State wildfire fund spares Routt County millions in Crosho Fire costs

John F. Russell/Steamboat Pilot & Today
The Crosho Fire cost an estimated $10.2 million to fight, but Routt County will pay only about $120,000 of what could have been over $5 million thanks to Colorado’s Wildfire Emergency Response Fund.
During a Sept. 4 joint Hayden Town Council and Routt County Commissioners meeting, County Manager Jay Harrington said the county would have been “on the hook” for over $5 million because over half of the fire burned on private land.
“It doesn’t matter where the fire starts,” Harrington said during the joint meeting. “It’s what it burns. So, the first two nights of that fire — which was mostly on federal land — burned through a million dollars a day on air support alone.”
However, because the county dedicates between $22,000 and $24,000 per year to the Colorado Wildfire Emergency Response Fund, the county will owe only about $120,000 of the $5 million for firefighting resources, according to DeMorat.
The state fund pools money from most counties in Colorado every year, acting as insurance in case a wildfire starts in an area that the local government would be responsible for.

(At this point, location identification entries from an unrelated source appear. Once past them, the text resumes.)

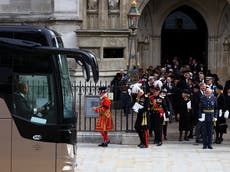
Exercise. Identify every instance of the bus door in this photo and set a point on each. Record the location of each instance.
(36, 102)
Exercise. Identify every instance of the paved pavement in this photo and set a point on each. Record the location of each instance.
(172, 156)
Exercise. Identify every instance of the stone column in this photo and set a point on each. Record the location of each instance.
(212, 61)
(155, 48)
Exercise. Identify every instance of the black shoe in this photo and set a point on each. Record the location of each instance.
(205, 147)
(159, 144)
(103, 144)
(190, 136)
(210, 147)
(186, 139)
(142, 146)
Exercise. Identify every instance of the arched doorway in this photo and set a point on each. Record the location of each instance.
(184, 34)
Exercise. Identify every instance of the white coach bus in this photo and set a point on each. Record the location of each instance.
(37, 109)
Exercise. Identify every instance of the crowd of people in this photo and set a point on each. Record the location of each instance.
(190, 94)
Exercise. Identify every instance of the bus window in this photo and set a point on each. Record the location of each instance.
(34, 99)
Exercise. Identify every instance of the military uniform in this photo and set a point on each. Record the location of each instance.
(208, 108)
(141, 121)
(104, 122)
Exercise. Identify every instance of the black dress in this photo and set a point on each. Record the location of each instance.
(185, 116)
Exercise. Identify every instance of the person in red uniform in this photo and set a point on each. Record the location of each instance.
(104, 122)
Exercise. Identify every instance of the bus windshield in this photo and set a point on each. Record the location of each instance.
(35, 85)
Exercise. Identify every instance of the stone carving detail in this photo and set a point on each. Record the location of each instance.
(92, 5)
(225, 26)
(114, 6)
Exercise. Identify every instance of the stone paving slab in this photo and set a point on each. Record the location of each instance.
(170, 157)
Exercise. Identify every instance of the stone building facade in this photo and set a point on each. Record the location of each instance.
(166, 29)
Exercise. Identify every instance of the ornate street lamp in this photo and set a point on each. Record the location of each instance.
(133, 17)
(226, 44)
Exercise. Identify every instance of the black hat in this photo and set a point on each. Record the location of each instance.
(220, 87)
(102, 89)
(196, 86)
(186, 91)
(157, 88)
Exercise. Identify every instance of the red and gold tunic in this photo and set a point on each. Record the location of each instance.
(105, 122)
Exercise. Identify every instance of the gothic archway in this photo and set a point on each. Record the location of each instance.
(184, 34)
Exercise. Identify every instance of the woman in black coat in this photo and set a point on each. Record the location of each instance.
(221, 126)
(185, 122)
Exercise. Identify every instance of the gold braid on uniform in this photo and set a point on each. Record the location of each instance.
(144, 120)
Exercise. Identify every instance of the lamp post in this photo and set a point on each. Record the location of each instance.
(226, 44)
(133, 17)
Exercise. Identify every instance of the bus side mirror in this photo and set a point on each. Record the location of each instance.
(87, 58)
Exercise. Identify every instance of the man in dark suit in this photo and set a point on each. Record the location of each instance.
(196, 102)
(22, 107)
(208, 115)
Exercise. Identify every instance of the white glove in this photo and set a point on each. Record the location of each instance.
(220, 113)
(226, 114)
(129, 91)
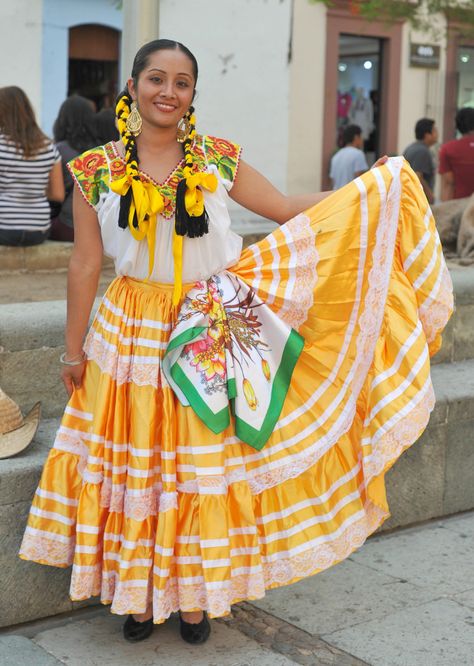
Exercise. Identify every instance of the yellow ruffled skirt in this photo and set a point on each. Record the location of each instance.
(150, 506)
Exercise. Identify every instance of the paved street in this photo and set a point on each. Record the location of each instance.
(404, 599)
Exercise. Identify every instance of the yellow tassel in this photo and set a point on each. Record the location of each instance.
(147, 202)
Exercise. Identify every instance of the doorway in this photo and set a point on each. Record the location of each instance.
(359, 89)
(348, 38)
(93, 63)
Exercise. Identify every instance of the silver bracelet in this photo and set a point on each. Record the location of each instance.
(63, 361)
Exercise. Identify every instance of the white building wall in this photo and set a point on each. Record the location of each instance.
(421, 90)
(243, 88)
(58, 17)
(20, 47)
(307, 97)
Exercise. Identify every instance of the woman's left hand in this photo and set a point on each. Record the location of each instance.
(380, 161)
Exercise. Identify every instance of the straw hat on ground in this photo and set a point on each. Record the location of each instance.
(16, 432)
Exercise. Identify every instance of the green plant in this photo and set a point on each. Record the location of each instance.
(419, 13)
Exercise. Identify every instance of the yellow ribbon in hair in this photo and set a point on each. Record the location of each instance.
(146, 202)
(193, 198)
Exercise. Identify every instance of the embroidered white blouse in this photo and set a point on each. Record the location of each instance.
(203, 256)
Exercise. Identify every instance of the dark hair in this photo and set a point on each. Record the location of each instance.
(422, 127)
(349, 134)
(465, 120)
(105, 128)
(141, 59)
(18, 122)
(75, 123)
(139, 63)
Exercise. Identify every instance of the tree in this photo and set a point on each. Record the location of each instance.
(418, 13)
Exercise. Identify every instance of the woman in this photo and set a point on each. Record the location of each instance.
(74, 132)
(161, 497)
(30, 172)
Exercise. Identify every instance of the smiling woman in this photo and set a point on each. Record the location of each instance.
(232, 414)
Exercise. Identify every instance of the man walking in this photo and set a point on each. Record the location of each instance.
(419, 156)
(349, 162)
(456, 159)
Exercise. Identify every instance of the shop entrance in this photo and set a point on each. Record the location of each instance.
(93, 63)
(359, 89)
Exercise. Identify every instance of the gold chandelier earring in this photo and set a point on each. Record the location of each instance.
(184, 129)
(134, 120)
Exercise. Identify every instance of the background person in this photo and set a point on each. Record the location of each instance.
(456, 159)
(350, 161)
(160, 499)
(74, 132)
(30, 172)
(419, 155)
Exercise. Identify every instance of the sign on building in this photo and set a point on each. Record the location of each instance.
(424, 55)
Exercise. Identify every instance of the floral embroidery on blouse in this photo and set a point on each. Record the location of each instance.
(94, 169)
(91, 172)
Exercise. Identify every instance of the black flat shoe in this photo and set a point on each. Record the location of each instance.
(134, 631)
(194, 633)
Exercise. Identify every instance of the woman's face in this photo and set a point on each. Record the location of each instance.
(165, 88)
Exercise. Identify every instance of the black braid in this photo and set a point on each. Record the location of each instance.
(132, 160)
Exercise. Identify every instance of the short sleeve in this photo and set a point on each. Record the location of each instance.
(444, 161)
(225, 156)
(90, 172)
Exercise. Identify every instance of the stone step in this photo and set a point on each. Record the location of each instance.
(432, 479)
(458, 336)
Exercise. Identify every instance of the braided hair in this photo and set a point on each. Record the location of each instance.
(191, 224)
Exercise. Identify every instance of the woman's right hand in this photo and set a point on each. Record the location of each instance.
(72, 376)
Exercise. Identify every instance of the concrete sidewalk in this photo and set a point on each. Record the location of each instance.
(404, 599)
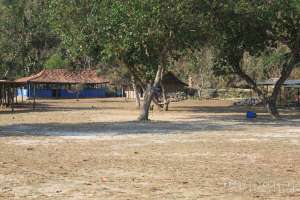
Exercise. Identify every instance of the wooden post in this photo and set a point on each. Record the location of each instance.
(16, 93)
(280, 96)
(22, 91)
(12, 89)
(298, 96)
(33, 96)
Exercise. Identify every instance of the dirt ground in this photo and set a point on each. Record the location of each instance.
(93, 149)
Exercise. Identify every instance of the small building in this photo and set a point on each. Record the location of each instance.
(289, 92)
(63, 83)
(8, 93)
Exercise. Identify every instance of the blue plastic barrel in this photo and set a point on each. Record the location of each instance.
(251, 115)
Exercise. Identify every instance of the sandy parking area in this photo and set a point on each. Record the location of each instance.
(93, 149)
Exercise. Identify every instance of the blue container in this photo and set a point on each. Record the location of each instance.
(251, 115)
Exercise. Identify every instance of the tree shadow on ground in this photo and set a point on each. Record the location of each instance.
(132, 127)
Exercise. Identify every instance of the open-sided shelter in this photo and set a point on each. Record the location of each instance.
(289, 93)
(63, 83)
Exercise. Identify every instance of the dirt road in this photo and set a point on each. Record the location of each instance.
(93, 149)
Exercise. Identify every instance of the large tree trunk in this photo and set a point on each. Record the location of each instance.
(136, 92)
(144, 114)
(272, 108)
(164, 96)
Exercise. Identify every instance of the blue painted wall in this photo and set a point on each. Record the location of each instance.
(47, 93)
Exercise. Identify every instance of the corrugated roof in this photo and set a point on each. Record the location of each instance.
(65, 76)
(273, 82)
(171, 79)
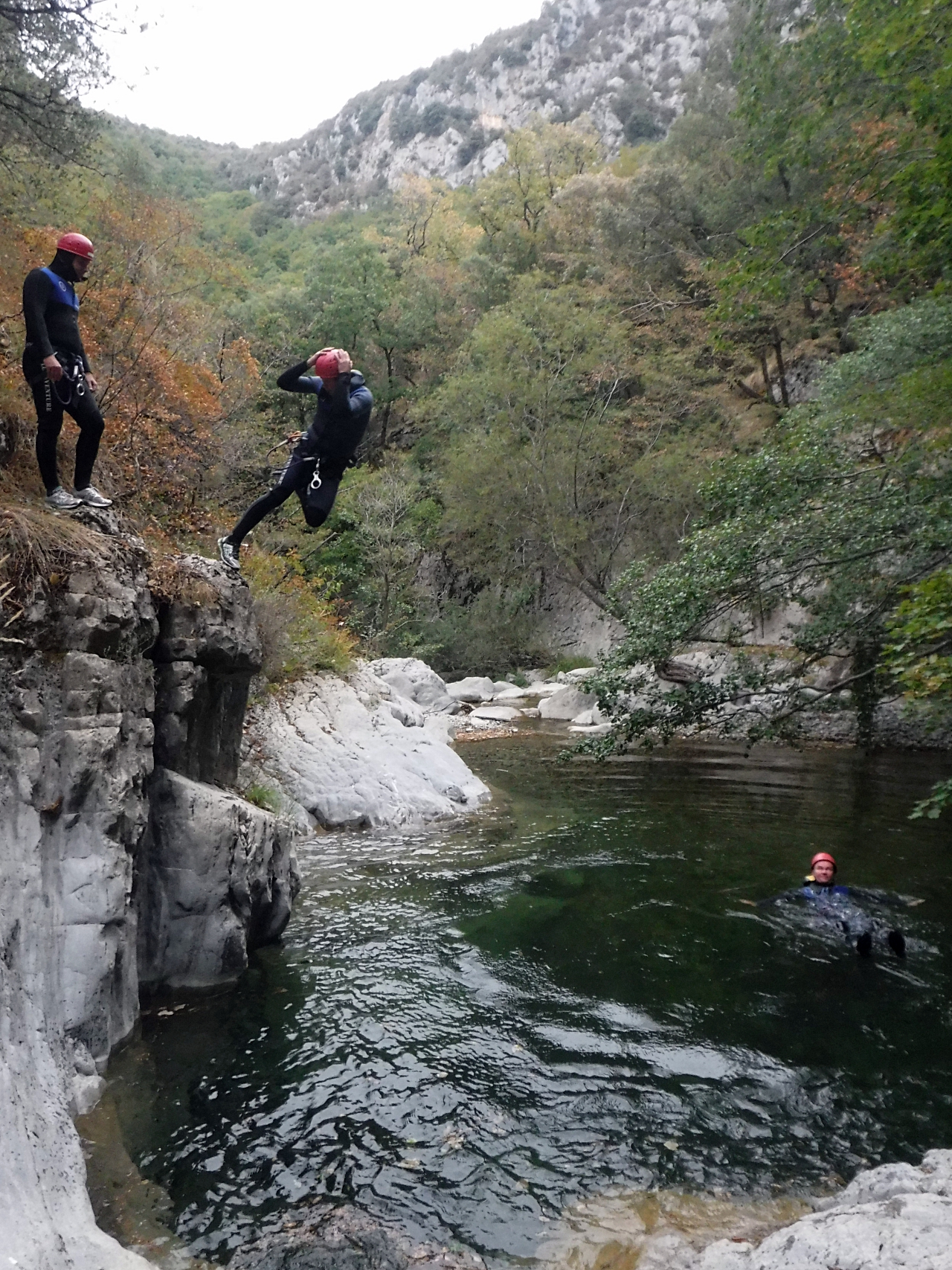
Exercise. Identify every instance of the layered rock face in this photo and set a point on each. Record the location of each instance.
(112, 871)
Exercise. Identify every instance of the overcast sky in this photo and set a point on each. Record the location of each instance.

Overnight, the fire grew to around 300 acres. Aerial resources were called in — including a Sky Hammer and two sky cranes — which used water from Crosho Lake and Allen Basin Reservoir for an initial attack.
Four Super Scoopers, or Canadair CL-415 aircraft, later arrived at the scene, dropping water from Stagecoach Reservoir on the blaze, as well as two Modular Airborne Fire Fighting System aircraft, two additional airtankers and one helitanker.
By the morning of Aug. 13, the fire had exploded to 1,700 acres. Nearly 200 fire personnel — including firefighters from the Forest Service, Steamboat Springs, Oak Creek and Yampa — were on the scene, and two evacuation zones were issued “Go” orders.
At that point, the Forest Service, state and county entered a cost-share agreement, and the federal agency “picked up the bill” for resources deployed on Aug. 13, said DeMorat.
After the fire started to burn private property in Routt County, the Colorado Division of Fire Prevention and Control conducted a complexity analysis to determine if the intensity of the fire warranted funding from the Wildfire Emergency Response Fund.
Following the complexity analysis, the state and Forest Service “were picking up most of the tabs,” DeMorat said.
“As a part of that agreement, the county still has commitments,” he added. “So even though it’s state responsibility, the county has commitments to provide certain resources to include two Type 6 engines, a tender, a dozer, a grader, an incident command post and to manage all evacuations.”
The extra resources were provided by local fire districts like the Steamboat Springs Fire Protection District, who will ultimately be reimbursed by the county.
On Aug. 26, the fire reached 100% containment at 2,073 acres, with 60% of the fire covering private property to the north of Crosho Lake.

As the fire calmed down, fiscal responsibility was returned to the cost-sharing agreement between the county and the Forest Service.
According to DeMorat, the county has received state support from the Wildfire Emergency Response Fund four times in the past eight years: for the Mill Creek and Deep Creek fires in 2017, the Muddy Slide Fire in 2021 and now the Crosho Fire in 2025.
Over the past eight years, the county has dedicated about $165,000 to the state Wildfire Emergency Response Fund, according to DeMorat.
“With the Crosho Fire totaling about $10 million and more than 50% of that was on private property acres, if we did a strict cost-share with without the emergency fire fund and the state’s responsibility, that would be about a $6 million bill,” said DeMorat. “It’s been a real big benefit to Routt County.”